DETROIT – Changes are coming to Michigan prisons in the form of meals that accommodate the religious tenets of Muslim inmates, and greater flexibility for prisoners to attend religious observances.

They may be in prison, but that doesn't mean they don't have a fundamental right to practice their religion, according to Dan Quick, cooperating attorney for the American Civil Liberties Union of Michigan.

Quick, who filed the suit that led to the settlement, says for years, the Michigan Department of Corrections (MDOC) has provided religion-specific diets to inmates of other faiths.

"Jewish inmates had been able to receive kosher meals,” he says. “Buddhist and Hindu inmates also had been able to receive special dietary meals. But Muslim inmates had not been granted that. "
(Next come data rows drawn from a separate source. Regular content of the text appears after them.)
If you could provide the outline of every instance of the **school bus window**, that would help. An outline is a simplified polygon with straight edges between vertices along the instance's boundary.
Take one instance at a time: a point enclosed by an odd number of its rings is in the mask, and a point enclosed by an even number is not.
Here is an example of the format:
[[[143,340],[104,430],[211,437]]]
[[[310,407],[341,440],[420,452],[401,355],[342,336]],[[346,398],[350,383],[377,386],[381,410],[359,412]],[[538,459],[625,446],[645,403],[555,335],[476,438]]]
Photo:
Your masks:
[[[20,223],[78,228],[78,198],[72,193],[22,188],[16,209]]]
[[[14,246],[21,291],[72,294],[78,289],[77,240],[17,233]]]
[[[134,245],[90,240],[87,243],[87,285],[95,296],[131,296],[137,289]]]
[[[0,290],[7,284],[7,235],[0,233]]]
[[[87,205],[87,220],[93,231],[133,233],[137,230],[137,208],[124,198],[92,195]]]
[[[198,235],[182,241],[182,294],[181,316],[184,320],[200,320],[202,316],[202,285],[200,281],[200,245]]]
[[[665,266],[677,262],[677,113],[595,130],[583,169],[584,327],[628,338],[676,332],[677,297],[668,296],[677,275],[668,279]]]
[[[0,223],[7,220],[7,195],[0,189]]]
Under the settlement, in addition to what are known as Halal meals, the MDOC must also allow Muslim inmates to congregate on the two principal religious holidays.

There are currently more than 1,800 Muslim inmates in the Michigan prison system.

Quick says this settlement has implications far beyond the Muslim community.

"Anytime that basic constitutional rights are protected, it should be perceived as a good thing for everybody,” he points out, “and it probably will have impact around the country. "

In August, a U.S. District Court judge ruled that the MDOC had violated the religious rights of Muslim inmates by denying them the ability to attend holiday meals and refusing to accommodate their attendance at weekly prayer services.